Data Management¶
CAPS uses the SDS directory structure for its archives shown in figure 5. SDS organizes the data in directories by year, network, station and channel. This tree structure eases archiving of data. One complete year may be moved to an external storage, e.g. a tape library.
The data are stored in the channel directories. One file is created per sensor
location for each day of the year. File names take the form
$net.$sta.$loc.$cha.$year.$yday.data
with
net: network code, e.g. ‘II’
sta: station code, e.g. ‘BFO’
loc: sensor location code, e.g. ‘00’. Empty codes are supported
cha: channel code, e.g. ‘BHZ’
year: calender year, e.g. ‘2021’
yday: day of the year starting with ‘000’ on 1 January
Note
In contrast to CAPS archives, in SDS archives created with slarchive the first day of the year, 1 January, is referred to by index ‘001’.
File Format¶
CAPS uses the RIFF file format
for data storage. A RIFF file consists of chunks
. Each chunk starts with a 8
byte chunk header followed by data. The first 4 bytes denote the chunk type, the
next 4 bytes the length of the following data block. Currently the following
chunk types are supported:
SID - stream ID header
HEAD - data information header
DATA - data block
BPT - b-tree index page
META - meta chunk of the entire file containing states and a checksum
Figure 6 shows the possible structure of an archive file consisting of the different chunk types.
SID Chunk¶
A data file may start with a SID chunk which defines the stream id of the data that follows in DATA chunks. In the absence of a SID chunk, the stream ID is retrieved from the file name.
content |
type |
bytes |
---|---|---|
id=”SID” |
char[4] |
4 |
chunkSize |
int32 |
4 |
networkCode + ‘\0’ |
char* |
len(networkCode) + 1 |
stationCode + ‘\0’ |
char* |
len(stationCode) + 1 |
locationCode + ‘\0’ |
char* |
len(locationCode) + 1 |
channelCode + ‘\0’ |
char* |
len(channelCode) + 1 |
HEAD Chunk¶
The HEAD chunk contains information about subsequent DATA chunks. It has a fixed size of 15 bytes and is inserted under the following conditions:
before the first data chunk (beginning of file)
packet type changed
unit of measurement changed
content |
type |
bytes |
---|---|---|
id=”HEAD” |
char[4] |
4 |
chunkSize (=7) |
int32 |
4 |
version |
int16 |
2 |
packetType |
char |
1 |
unitOfMeasurement |
char[4] |
4 |
The packetType
entry refers to one of the supported types described in
section Packet Types.
DATA Chunk¶
The DATA chunk contains the actually payload, which may be further structured into header and data parts.
content |
type |
bytes |
---|---|---|
id=”DATA” |
char[4] |
4 |
chunkSize |
int32 |
4 |
data |
char* |
chunkSize |
Section Packet Types describes the currently supported packet types.

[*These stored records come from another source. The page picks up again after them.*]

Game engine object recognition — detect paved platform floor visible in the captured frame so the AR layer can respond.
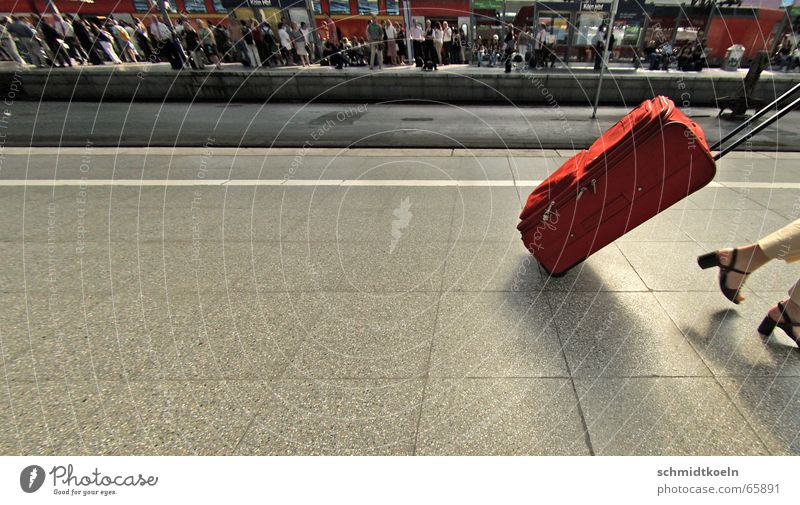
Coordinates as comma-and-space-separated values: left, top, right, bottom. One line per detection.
0, 148, 800, 455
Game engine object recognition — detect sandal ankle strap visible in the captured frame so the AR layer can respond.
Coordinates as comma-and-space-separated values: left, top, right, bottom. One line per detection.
778, 302, 800, 326
717, 248, 750, 275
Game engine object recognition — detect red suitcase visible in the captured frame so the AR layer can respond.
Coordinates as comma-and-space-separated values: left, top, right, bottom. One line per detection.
517, 96, 716, 275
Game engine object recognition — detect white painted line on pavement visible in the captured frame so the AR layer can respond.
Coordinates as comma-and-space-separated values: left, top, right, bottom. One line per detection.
720, 182, 800, 189
0, 179, 800, 189
0, 179, 542, 187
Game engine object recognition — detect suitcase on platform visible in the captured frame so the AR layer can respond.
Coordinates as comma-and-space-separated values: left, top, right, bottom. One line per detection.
517, 84, 800, 276
517, 97, 716, 275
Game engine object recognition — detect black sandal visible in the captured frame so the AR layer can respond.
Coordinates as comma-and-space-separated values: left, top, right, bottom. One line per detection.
758, 302, 800, 347
697, 249, 750, 305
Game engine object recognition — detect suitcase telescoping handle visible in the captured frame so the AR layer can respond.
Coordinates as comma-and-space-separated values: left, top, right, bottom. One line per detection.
709, 83, 800, 161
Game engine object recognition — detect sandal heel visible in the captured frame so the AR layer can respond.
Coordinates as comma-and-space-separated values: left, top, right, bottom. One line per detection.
758, 316, 778, 337
697, 252, 720, 270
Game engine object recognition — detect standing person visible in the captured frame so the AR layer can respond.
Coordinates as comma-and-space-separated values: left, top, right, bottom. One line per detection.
592, 25, 610, 70
0, 17, 26, 66
253, 21, 269, 67
383, 21, 400, 65
411, 23, 425, 67
212, 23, 232, 62
148, 14, 174, 60
289, 22, 311, 67
133, 19, 155, 63
183, 19, 206, 70
278, 23, 295, 65
34, 17, 72, 67
91, 25, 122, 65
433, 21, 444, 65
197, 19, 222, 70
322, 14, 339, 48
450, 30, 464, 64
366, 14, 383, 70
261, 21, 281, 67
72, 16, 103, 65
503, 23, 516, 73
242, 19, 261, 67
423, 19, 439, 70
55, 16, 89, 65
109, 21, 139, 63
533, 23, 547, 68
395, 23, 410, 65
7, 16, 47, 67
300, 21, 317, 61
697, 219, 800, 346
442, 21, 453, 65
517, 26, 531, 67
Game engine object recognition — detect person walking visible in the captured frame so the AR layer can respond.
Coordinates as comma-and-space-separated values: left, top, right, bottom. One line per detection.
322, 14, 339, 48
183, 19, 206, 70
91, 24, 122, 65
54, 16, 89, 65
197, 19, 222, 70
517, 26, 530, 64
533, 23, 547, 68
278, 23, 295, 65
242, 19, 261, 68
0, 17, 27, 66
411, 23, 425, 67
366, 14, 384, 70
289, 22, 311, 67
383, 21, 400, 65
34, 17, 72, 67
8, 16, 47, 67
433, 21, 444, 65
395, 23, 410, 65
423, 19, 439, 70
133, 19, 152, 63
697, 219, 800, 346
442, 21, 453, 65
108, 20, 139, 63
72, 16, 104, 65
300, 21, 317, 61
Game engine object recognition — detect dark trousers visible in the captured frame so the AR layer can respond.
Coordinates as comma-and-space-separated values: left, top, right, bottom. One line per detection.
425, 40, 439, 68
411, 40, 425, 60
442, 42, 453, 65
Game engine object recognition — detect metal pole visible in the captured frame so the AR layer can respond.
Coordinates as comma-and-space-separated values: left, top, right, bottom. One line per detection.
669, 3, 686, 47
306, 0, 322, 58
592, 0, 619, 119
403, 0, 417, 63
467, 0, 478, 63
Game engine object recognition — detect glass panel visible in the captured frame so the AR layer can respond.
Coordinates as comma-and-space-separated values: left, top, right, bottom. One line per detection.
328, 0, 350, 14
358, 0, 378, 14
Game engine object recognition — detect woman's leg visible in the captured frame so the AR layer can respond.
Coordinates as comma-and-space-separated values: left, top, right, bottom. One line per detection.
698, 219, 800, 303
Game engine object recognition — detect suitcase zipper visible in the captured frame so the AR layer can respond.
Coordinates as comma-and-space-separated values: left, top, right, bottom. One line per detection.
576, 179, 597, 200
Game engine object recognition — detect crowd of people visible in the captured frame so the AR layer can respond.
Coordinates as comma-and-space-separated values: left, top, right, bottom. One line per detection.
474, 23, 557, 71
0, 14, 800, 72
772, 32, 800, 72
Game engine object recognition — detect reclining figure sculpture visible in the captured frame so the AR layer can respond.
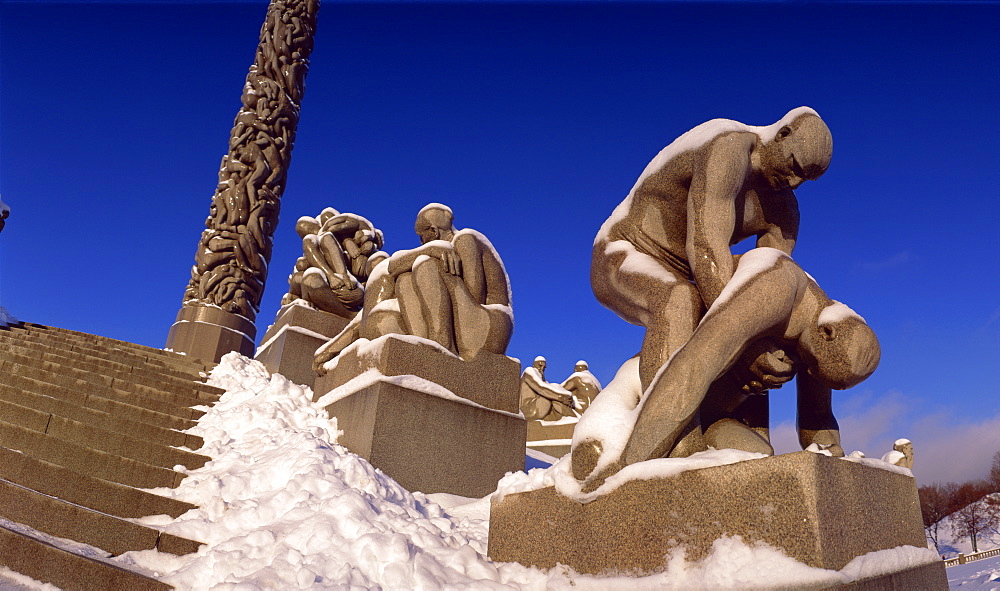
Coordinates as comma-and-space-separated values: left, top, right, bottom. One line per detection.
313, 203, 514, 375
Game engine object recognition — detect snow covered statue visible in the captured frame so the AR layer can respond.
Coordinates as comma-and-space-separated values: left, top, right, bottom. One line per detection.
521, 356, 601, 458
562, 359, 601, 414
313, 203, 525, 497
521, 355, 579, 421
315, 203, 514, 368
255, 207, 389, 386
281, 207, 389, 319
489, 112, 947, 588
577, 107, 842, 464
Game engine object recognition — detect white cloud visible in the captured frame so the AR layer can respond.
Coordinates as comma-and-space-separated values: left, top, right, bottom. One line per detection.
771, 391, 1000, 485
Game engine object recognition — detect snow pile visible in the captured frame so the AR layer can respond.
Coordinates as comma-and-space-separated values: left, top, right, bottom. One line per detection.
0, 306, 17, 326
948, 556, 1000, 591
116, 353, 937, 590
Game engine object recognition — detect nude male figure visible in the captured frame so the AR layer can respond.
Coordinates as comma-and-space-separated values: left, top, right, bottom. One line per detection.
313, 203, 514, 374
572, 248, 880, 490
521, 355, 576, 421
590, 107, 833, 390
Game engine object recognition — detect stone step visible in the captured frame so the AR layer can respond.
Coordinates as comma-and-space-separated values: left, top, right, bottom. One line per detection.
17, 322, 214, 368
0, 325, 208, 375
0, 331, 219, 394
0, 330, 206, 380
0, 384, 204, 449
0, 372, 204, 431
0, 420, 184, 488
0, 525, 173, 591
0, 351, 218, 406
0, 361, 204, 419
0, 447, 196, 518
0, 402, 208, 470
0, 479, 200, 556
0, 342, 223, 400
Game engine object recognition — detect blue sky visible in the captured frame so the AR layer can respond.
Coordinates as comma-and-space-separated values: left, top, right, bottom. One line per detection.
0, 1, 1000, 482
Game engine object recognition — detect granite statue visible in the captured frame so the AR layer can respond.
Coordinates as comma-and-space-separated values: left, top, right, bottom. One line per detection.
590, 107, 833, 394
313, 203, 514, 375
178, 0, 319, 321
0, 194, 10, 232
281, 207, 389, 319
572, 247, 880, 490
521, 355, 578, 421
562, 359, 601, 415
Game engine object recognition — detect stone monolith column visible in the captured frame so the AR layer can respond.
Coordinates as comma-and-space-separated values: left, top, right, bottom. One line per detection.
166, 0, 319, 362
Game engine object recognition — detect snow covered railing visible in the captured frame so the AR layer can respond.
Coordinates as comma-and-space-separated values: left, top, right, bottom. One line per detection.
944, 548, 1000, 566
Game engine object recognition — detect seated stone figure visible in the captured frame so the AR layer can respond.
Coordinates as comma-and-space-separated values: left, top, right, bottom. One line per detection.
572, 248, 880, 490
313, 203, 514, 375
281, 207, 388, 318
562, 359, 601, 415
521, 355, 577, 421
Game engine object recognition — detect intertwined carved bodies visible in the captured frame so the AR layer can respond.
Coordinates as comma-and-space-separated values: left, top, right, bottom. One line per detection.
313, 203, 514, 374
572, 248, 880, 490
184, 0, 319, 320
591, 107, 833, 388
281, 207, 388, 318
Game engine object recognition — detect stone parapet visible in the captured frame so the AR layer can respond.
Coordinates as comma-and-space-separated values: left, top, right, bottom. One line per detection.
489, 452, 947, 588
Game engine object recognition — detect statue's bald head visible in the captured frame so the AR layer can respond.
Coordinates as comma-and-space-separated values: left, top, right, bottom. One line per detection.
413, 203, 455, 244
761, 107, 833, 189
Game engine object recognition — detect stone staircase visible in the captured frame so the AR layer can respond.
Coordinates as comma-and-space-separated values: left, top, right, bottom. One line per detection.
0, 323, 222, 590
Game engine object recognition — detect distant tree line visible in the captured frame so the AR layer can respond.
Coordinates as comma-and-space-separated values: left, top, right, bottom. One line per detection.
917, 451, 1000, 552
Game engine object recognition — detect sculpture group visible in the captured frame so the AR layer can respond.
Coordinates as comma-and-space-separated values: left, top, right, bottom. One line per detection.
252, 107, 940, 586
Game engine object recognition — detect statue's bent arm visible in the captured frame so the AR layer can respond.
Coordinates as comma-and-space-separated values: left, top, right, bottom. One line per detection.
687, 134, 753, 307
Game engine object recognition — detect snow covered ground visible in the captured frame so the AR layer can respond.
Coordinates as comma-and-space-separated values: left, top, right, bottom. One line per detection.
60, 353, 936, 590
948, 556, 1000, 591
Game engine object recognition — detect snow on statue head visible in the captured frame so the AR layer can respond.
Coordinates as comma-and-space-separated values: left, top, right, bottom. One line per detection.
0, 193, 10, 232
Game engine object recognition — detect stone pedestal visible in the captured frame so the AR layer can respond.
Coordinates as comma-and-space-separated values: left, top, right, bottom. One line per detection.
254, 304, 349, 388
315, 335, 524, 414
526, 417, 580, 458
489, 452, 947, 589
314, 335, 525, 497
166, 305, 257, 363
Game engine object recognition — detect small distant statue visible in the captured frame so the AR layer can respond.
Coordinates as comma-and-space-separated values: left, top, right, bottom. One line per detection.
521, 355, 576, 421
281, 207, 388, 319
0, 194, 10, 232
572, 248, 880, 490
562, 359, 601, 415
313, 203, 514, 375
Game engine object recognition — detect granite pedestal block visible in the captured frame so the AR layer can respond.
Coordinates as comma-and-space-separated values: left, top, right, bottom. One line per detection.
326, 381, 525, 497
526, 417, 579, 458
254, 304, 349, 388
314, 335, 526, 497
314, 335, 524, 414
489, 452, 947, 589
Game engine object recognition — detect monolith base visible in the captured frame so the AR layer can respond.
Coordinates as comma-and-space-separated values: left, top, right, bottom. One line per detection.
166, 305, 257, 363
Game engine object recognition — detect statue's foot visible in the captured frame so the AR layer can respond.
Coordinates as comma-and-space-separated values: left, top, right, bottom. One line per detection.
570, 439, 625, 493
580, 460, 625, 493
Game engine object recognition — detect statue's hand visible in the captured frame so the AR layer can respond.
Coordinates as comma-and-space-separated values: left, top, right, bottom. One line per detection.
741, 339, 796, 394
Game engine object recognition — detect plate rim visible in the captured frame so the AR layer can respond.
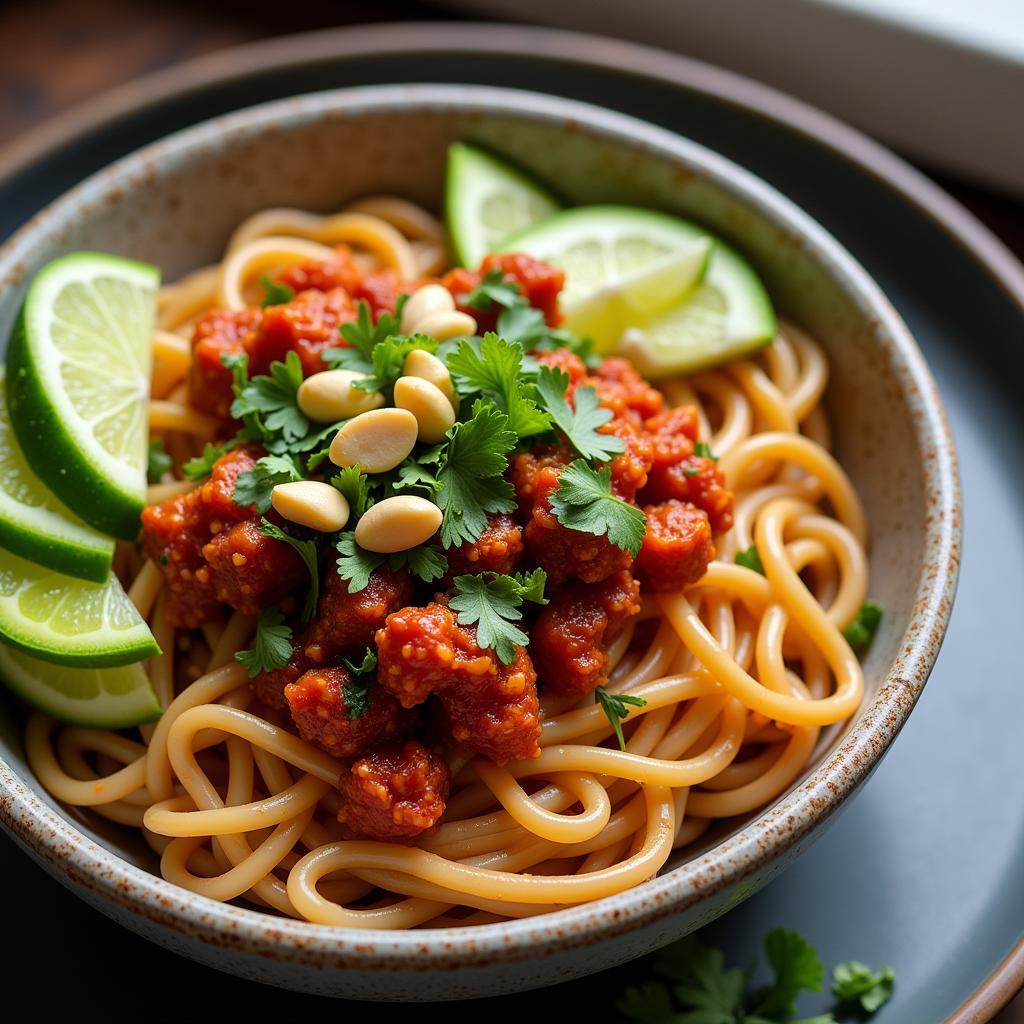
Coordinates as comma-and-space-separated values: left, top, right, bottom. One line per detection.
0, 23, 1024, 1024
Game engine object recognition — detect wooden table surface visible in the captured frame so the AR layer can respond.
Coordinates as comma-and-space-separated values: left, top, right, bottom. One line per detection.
0, 0, 1024, 1024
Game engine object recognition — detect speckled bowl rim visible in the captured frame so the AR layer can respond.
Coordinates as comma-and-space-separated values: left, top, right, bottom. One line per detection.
0, 84, 961, 972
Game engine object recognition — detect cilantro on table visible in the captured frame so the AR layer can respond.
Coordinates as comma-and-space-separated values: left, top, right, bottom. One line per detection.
736, 544, 765, 575
594, 686, 647, 751
445, 331, 551, 438
230, 351, 309, 443
833, 961, 896, 1014
617, 928, 894, 1024
336, 530, 447, 594
537, 367, 626, 462
231, 455, 305, 512
549, 459, 647, 558
341, 647, 377, 722
449, 569, 548, 665
259, 516, 319, 626
435, 399, 517, 548
145, 437, 174, 483
843, 601, 883, 654
234, 605, 292, 679
259, 273, 295, 309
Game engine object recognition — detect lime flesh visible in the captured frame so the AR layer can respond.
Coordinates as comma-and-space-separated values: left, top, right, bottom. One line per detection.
7, 253, 160, 539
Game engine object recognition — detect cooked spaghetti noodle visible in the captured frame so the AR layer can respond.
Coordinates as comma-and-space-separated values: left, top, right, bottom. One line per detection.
26, 198, 867, 929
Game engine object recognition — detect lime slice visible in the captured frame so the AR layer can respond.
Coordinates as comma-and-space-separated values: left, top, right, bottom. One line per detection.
562, 239, 712, 354
0, 644, 161, 729
7, 253, 160, 540
444, 142, 561, 267
0, 549, 160, 668
0, 366, 114, 583
500, 206, 775, 378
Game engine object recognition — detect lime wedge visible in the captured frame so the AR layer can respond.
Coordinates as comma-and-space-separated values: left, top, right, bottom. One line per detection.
0, 366, 114, 583
0, 549, 160, 668
7, 253, 160, 540
500, 206, 775, 378
562, 239, 712, 354
0, 644, 161, 729
444, 142, 561, 267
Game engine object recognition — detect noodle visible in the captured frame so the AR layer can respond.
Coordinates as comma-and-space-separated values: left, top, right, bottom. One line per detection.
26, 197, 867, 929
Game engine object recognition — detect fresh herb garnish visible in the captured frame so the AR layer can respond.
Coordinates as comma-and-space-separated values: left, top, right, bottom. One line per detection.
537, 367, 626, 462
259, 516, 319, 626
833, 961, 896, 1014
446, 332, 551, 438
331, 466, 373, 526
449, 569, 548, 665
259, 273, 295, 309
231, 455, 305, 512
181, 440, 238, 480
341, 647, 377, 722
234, 605, 292, 679
736, 544, 765, 575
436, 399, 517, 548
337, 531, 447, 594
549, 459, 647, 558
843, 601, 882, 654
594, 686, 647, 751
231, 351, 309, 443
617, 928, 893, 1024
145, 437, 174, 483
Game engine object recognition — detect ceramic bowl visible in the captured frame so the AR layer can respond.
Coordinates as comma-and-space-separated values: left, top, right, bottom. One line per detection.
0, 85, 959, 1000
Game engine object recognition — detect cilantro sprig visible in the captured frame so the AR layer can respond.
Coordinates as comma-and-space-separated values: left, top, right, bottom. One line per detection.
843, 601, 883, 654
549, 459, 647, 558
449, 569, 548, 665
537, 367, 626, 462
234, 605, 292, 679
259, 516, 319, 626
617, 928, 894, 1024
594, 686, 647, 751
341, 647, 377, 722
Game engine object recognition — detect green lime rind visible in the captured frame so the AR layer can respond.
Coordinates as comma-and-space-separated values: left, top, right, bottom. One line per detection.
0, 644, 162, 729
499, 205, 776, 377
0, 366, 114, 583
444, 142, 562, 267
0, 550, 160, 668
7, 253, 160, 540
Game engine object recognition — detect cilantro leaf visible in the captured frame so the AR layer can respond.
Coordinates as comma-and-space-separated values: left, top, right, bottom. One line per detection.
549, 459, 647, 558
537, 367, 626, 462
594, 686, 647, 751
437, 399, 517, 548
145, 437, 174, 483
833, 961, 896, 1014
341, 647, 377, 722
754, 928, 825, 1019
336, 531, 384, 594
449, 569, 548, 665
446, 331, 551, 437
234, 605, 292, 679
231, 351, 309, 442
615, 981, 688, 1024
181, 438, 235, 480
736, 544, 765, 575
259, 273, 295, 309
231, 455, 304, 512
460, 266, 526, 312
323, 295, 409, 374
259, 516, 319, 626
331, 466, 373, 525
843, 601, 883, 654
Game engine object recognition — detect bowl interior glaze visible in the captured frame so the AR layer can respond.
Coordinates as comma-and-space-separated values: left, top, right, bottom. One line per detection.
0, 86, 958, 998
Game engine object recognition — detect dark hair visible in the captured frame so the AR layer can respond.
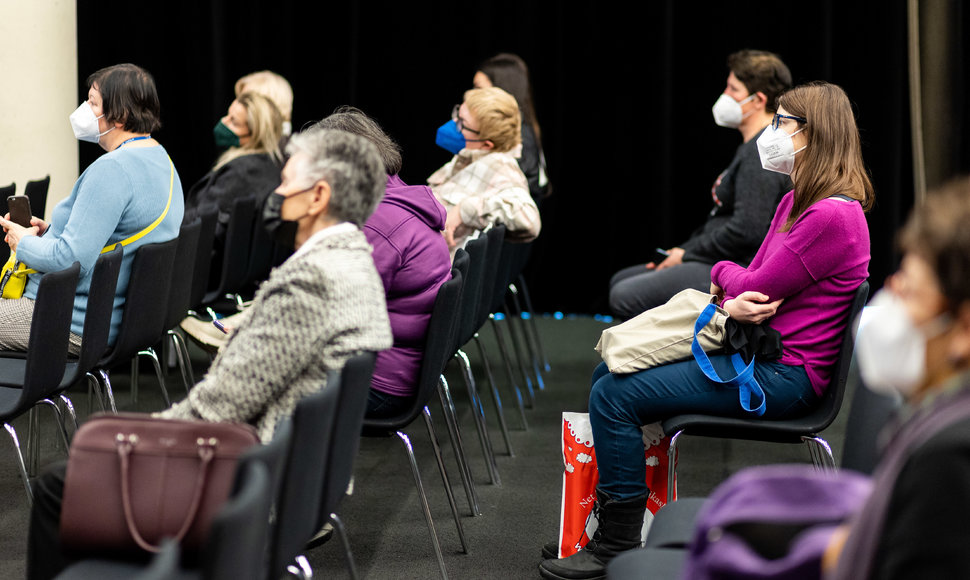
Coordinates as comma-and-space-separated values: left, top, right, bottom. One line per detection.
778, 81, 875, 231
88, 63, 162, 133
476, 52, 542, 142
313, 105, 402, 175
899, 176, 970, 313
728, 50, 792, 113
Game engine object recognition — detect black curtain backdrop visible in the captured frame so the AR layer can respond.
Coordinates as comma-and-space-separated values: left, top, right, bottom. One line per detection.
75, 0, 952, 313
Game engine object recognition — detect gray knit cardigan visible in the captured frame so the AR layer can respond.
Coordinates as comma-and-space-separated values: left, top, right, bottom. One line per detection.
159, 230, 391, 442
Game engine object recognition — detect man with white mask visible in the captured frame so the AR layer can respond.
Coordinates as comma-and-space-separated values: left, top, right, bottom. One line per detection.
610, 50, 792, 318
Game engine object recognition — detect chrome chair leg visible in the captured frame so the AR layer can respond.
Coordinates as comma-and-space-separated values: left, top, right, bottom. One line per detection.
488, 314, 529, 431
58, 393, 80, 440
667, 431, 684, 503
34, 399, 71, 458
397, 424, 448, 578
509, 284, 546, 391
455, 349, 502, 486
502, 308, 536, 409
519, 275, 551, 373
472, 332, 515, 457
134, 348, 172, 408
286, 554, 313, 580
95, 369, 118, 413
438, 375, 482, 516
330, 513, 359, 580
3, 423, 34, 508
168, 330, 195, 393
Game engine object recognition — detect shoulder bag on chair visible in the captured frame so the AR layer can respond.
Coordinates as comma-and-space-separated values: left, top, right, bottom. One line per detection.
0, 158, 175, 300
60, 413, 259, 554
596, 288, 765, 415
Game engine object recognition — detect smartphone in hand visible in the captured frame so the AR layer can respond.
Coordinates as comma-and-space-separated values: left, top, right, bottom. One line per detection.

Each packet type defines its own data structure. Nevertheless CAPS
requires each type to supply a startTime
and endTime
information for
each record in order to create seamless data streams. The endTime
may be
stored explicitly or may be derived from startTime
, chunkSize
,
dataType
and samplingFrequency
.
In contrast to a data streams, CAPS also supports storing of individual measurements. These measurements are indicated by setting the sampling frequency to 1/0.
BPT Chunk¶
BPT chunks hold information about the file index. All data records are indexed using a B+ tree. The index key is the tuple of start time and end time of each data chunk to allow very fast time window lookup and to minimize disc accesses. The value is a structure and holds the following information:
File position of the format header
File position of the record data
Timestamp of record reception
This chunk holds a single index tree page with a fixed size of 4kb (4096 byte). More information about B+ trees can be found at https://en.wikipedia.org/wiki/B%2B_tree.
META Chunk¶
Each data file contains a META chunk which holds information about the state of the file. The META chunk is always at the end of the file at a fixed position. Because CAPS supports pre-allocation of file sizes without native file system support to minimize disc fragmentation it contains information such as:
effectively used bytes in the file (virtual file size)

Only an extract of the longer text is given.